We have seen that what passes for knowledge about nature has become fragmented and contested in postmodern societies. Individuals construct their own views about environmental issues and these are dependent, for example, on their cultural heritage, life circumstances, media exposure and experience of environmental risks. As a result, contemporary environmental issues are frequently characterized by competing discourses. Discourses are simply ways of interpreting the world around us; they are the aggregate of various beliefs and experiences, as well as the linguistic devices used for their representation. Discourses contribute to individual and group constructions of environmental problems and their potential solutions. This chapter draws on two case studies to explore the notion of ‘competing discourses’ in postmodern environments. Firstly, we consider some of the main discourses operating in disputed North American forest lands, with a particular emphasis on British Columbia. In the previous chapter it was noted that processes of globalization can pull power away from local communities, whose discourses become marginalized by increasingly distant decision-making institutions.

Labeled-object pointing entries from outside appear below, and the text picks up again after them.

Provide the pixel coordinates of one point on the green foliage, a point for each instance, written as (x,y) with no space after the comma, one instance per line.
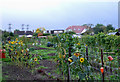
(101,40)
(46,34)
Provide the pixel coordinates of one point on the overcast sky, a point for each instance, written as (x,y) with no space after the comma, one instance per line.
(57,14)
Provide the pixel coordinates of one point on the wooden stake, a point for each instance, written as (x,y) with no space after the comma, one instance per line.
(102,64)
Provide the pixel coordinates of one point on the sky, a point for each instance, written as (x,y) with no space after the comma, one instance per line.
(57,14)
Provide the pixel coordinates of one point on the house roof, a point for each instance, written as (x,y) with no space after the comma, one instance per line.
(119,30)
(77,29)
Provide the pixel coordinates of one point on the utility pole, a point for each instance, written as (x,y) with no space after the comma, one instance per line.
(9,28)
(22,27)
(27,27)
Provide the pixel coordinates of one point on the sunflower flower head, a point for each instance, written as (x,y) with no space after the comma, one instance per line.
(35,59)
(70,60)
(9,42)
(81,60)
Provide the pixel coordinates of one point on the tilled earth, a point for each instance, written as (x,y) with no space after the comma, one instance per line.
(13,72)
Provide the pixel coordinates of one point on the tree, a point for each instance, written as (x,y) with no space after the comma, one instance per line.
(98,28)
(40,30)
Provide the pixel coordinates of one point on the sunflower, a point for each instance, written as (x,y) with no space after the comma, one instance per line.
(77,54)
(70,60)
(9,41)
(22,51)
(35,59)
(81,60)
(16,39)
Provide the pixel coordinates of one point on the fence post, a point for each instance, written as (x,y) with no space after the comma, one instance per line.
(119,62)
(87,59)
(69,78)
(102,64)
(9,53)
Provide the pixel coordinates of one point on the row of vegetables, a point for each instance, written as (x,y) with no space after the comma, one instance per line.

Conversely, it was also suggested that globalization can create the impetus to push power downwards towards communities, reinvigorating the multiple discourses of local civil society. The case study of British Columbia demonstrates such a pushing down of decision-making, showing how new systems of community involvement, based on local institutional arrangements, are a necessary step towards developing sustainability. The second case study looks at developments in Indian forest management where, since the early 1990s, new forms of community governance have been identified as the only realistic way to protect and enhance forest resources. Global institutions such as the United Nations, the World Bank and the Intergovernmental Panel on Climate Change are long-established forms of supranational governance. The ‘new institutionalism’ of local, community-based arrangements for environmental management are often less well established and we currently know less about what makes them function effectively. Some of the problems of such institutions are considered in relation to India’s village forest committees (VFCs).